Irwin, who fancies himself "a good old southern boy," also was turned off by what he found at the Rendezvous. Early on during the event, he plopped himself down next to a group of young "black clads" who were having a lively debate about what made a "true" anarchist. Irwin could see how force outweighed substance.

Finally, he decided to try an experiment. "I asked what would happen if ants infested vegan food and the vegans ate the food with the ants. Would it still be vegetarian? They then argued about that for ages, and I realized I was out of my league."

Today, Irwin continues to use the Earth First! name in some of his work, but his ties to the organization are gone. He got his law degree when he realized that legal action was the most effective tool available against mining companies. After getting arrested so many times with Earth First!, he figured he already had a head start on other would-be lawyers. He now spends most of his time in and out of courtrooms. He argues cases in a spotless new federal court building, but he doesn't fint the mold of a high-powered attorney. His shoes, well worn and probably never polished, betray him. Even his undergarments are slightly out of place. "It always feels weird wearing long underwear under this suit," he says.

While most of his cases involve local drug offenses, he finds a way to do as much legal work as he can to support the fight against wilderness destruction. Being an attorney is a good fit for his personality, allowing him to work on filings in peace, enjoying a functional isolation that still allows for activism.

And he always finds time to meet with other activists at Barley's to arrange protests and fundraisers, even if he does seem withdrawn. Where logging was once the major enemy, coal mining now is. He fights mountain top removal, a particularly destructive form of coal mining, with an ever-changing cast of characters that includes students from the University of Tennessee -- students who rarely self-identify as Earth Firsters, but who use the banner for campaigns nonetheless. There is no longer a central figure for Earth First!, no longer a clash between strong personalities commanding attention. Instead, there is a collection of rather disparate chapters championing separate local causes.

Because Irwin has learned that strong voices don't last, he keeps his quiet. On a recent Tuesday afternoon, while waiting for the meeting to get started, he ordered a pint of Guinness. "You realize that's not vegetarian!" a young female student from the University of Tennessee exclaimed as he put the glass to his lips. He put the glass down and, in a measured voice, said, "I'm pretty sure that it is."

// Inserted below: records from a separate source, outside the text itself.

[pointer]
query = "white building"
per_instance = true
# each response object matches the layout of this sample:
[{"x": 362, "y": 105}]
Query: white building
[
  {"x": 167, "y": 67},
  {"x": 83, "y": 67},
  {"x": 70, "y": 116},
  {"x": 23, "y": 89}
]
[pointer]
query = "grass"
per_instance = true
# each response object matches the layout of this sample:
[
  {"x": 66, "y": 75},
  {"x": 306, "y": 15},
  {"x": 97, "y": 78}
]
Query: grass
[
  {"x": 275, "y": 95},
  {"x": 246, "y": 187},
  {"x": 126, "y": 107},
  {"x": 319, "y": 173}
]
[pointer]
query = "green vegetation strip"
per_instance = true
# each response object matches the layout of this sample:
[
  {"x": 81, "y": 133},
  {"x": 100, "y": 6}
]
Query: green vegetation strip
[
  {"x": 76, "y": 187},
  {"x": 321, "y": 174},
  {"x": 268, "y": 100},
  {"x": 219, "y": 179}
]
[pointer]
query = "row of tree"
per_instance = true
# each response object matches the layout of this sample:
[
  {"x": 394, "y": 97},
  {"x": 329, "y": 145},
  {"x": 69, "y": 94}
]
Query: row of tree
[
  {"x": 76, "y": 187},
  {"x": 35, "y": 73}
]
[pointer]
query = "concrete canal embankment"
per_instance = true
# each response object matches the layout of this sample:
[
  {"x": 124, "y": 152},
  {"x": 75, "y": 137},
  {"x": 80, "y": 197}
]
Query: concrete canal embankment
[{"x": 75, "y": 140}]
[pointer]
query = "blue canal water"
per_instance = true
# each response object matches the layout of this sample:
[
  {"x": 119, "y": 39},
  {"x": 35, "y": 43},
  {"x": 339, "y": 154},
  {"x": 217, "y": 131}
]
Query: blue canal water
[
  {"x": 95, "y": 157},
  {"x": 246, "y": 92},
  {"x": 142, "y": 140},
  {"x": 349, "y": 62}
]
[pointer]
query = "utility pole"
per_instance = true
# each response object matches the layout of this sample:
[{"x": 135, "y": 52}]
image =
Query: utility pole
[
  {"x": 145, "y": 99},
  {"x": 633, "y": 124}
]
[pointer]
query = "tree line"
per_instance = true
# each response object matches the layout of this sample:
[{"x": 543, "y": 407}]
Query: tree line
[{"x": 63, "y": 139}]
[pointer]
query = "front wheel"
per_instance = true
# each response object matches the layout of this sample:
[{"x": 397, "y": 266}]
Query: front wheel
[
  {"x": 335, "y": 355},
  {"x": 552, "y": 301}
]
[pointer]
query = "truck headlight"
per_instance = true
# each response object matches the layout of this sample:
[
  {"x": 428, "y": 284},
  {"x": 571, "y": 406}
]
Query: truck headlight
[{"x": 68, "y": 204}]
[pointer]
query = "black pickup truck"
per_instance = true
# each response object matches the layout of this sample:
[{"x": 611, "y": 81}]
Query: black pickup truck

The student, with a shaved head and long dangling earrings, didn't concede the point. "No, it's not vegetarian -- because of the yeast." Irwin paused as if experiencing déjà vu and said, with a slight roll of his eyes, "I disagree, but we can talk about this later." He's managed to calmly brush conflict aside, which might be why he still can fight for Earth First! He's one of the good old boys, but he has endured.